At Garsington Opera, it isn't just the directors, designers and performers who must make that blind leap of faith into the realms of fantasy. The audience, too, must use their imagination. Here we are perched somewhat incongruously upon a makeshift auditorium in the chairman's backyard. There are trees beyond the out-buildings but there are also backcloths of painted trees.

Indeed, the distinction between what is real and imagined is so blurred we might conclude that the eccentrically dressed gentleman approaching through the flower beds of the Italian garden is a latecomer hot-foot from the champagne bar, not a mythic Czech warrior hot-foot to Vysehrad. We might even conclude the grey buildings before us are part of the castle. The birdsong (real) swells with the ensembles, lending atmosphere to the woods (imagined) beyond the castle. And we haven't yet taken account of the weather.

This season's Garsington coup is the British professional stage premiere of Janacek's first opera, Sarka, in a double-bill with our first staging, in Czech, of his extraordinary and much later Osud. The reasons for the neglect of both are largely technical. Present them in tandem, as here, and you are talking, realistically, of two sets of principals and, in the case of the latter, a big cast including a troupe of young girls. Dramatically, Sarka is a complete non-starter, being largely focused on an armed revolt of Amazonian women against the patriarchy. Not even the director Olivia Fuchs could advance the cause of feminine supremacy with this one. But it was good to hear in the flesh, not least to have confirmed again how all the distinctive elements that make up Janacek's operatic language – the dramatic and emotional shorthand, the concentration of time – were in place from the start. So, too, his deep and abiding lyricism, enriched here with a strong vein of patriotism worthy of Smetana.

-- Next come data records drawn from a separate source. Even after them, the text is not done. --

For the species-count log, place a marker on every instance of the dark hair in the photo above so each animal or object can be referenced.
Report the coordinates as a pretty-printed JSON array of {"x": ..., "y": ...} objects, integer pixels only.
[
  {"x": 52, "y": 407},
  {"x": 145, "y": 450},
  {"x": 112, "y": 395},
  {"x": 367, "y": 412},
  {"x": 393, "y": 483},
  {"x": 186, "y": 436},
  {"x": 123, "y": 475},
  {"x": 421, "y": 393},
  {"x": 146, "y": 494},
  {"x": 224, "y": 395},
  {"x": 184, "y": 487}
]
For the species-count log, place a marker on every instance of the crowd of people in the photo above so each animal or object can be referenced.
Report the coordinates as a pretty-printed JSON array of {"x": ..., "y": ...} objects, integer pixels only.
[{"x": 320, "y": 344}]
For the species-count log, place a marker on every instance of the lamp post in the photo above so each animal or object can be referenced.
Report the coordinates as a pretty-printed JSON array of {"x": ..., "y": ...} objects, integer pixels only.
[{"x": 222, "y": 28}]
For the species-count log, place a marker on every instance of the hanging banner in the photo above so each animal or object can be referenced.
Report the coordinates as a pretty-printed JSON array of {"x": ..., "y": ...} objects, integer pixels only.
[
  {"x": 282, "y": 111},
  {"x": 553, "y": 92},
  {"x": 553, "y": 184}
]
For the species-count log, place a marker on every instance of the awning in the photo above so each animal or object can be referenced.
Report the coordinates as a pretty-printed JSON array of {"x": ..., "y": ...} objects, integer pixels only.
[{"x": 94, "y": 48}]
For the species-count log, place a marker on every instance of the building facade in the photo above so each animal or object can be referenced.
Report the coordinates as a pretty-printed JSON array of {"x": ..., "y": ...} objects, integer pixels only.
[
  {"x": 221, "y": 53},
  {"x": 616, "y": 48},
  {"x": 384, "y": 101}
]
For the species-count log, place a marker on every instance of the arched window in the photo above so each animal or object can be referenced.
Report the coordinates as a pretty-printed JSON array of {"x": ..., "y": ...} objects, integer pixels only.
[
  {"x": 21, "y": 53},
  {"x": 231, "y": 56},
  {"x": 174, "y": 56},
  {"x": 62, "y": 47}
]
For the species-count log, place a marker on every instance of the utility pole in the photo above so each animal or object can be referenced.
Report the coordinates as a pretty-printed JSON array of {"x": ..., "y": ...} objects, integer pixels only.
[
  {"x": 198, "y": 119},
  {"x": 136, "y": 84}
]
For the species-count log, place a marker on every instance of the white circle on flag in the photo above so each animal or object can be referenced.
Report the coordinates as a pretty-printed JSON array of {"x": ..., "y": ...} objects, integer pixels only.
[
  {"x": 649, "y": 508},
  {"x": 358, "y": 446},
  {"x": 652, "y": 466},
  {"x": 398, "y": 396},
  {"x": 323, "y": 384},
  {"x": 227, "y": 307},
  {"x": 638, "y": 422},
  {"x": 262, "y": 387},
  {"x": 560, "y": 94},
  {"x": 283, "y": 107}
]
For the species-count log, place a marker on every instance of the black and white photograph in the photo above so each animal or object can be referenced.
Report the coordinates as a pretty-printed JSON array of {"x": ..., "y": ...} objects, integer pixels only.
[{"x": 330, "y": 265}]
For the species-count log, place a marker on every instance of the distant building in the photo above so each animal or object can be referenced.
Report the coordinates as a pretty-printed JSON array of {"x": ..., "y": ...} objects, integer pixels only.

Garsington even found a Czech tenor, Ludovit Ludha, as the white knight Ctirad, and had Susan Stacey give us plenty of Amazonian welly as Sarka. But Garsington is hard on voices. The same with the industrious but horribly exposed orchestra under Elgar Howarth. The covered but essentially "open air" environment offers no refuge, no acoustical bloom.

Adrian Thompson as Zivny, the composer – Janacek's alter ego in the art-imitating-life-imitating-art world of Osud – would certainly have benefited from a more grateful acoustic. The voice can sound lovely in repose but brays unforgivingly under pressure. And there's a lot of pressure in Osud – not least in the great "flashback scena" of the final act. The highly filmic aspects of the narrative were cleverly contrived by Olivia Fuchs. The busily eventful opening scene was expertly blocked, Janacek's intoxicating carousel-like waltz bringing an entire spa town out to greet the sun. Here's where the weather played its part, a torrential downpour lending a touch of surrealism to the tennis whites and sun umbrellas. Again, we were called upon to use our imagination as the troupe of young schoolgirls skipped their way through the Italian garden. Sunkissed not soaked, we kept repeating.

Otherwise, the astonishing originality of the score certainly registered, though the venue and the coarseness of some of the singing put paid to much in the way of light and shade. I wasn't sure about the Mrs Bates-like knife-attack on Mila by her demented Mother. Doesn't that turn "accidental" into "intent". And Zivny's exploding piano? "A bolt from the blue"? Nature had already seen to that.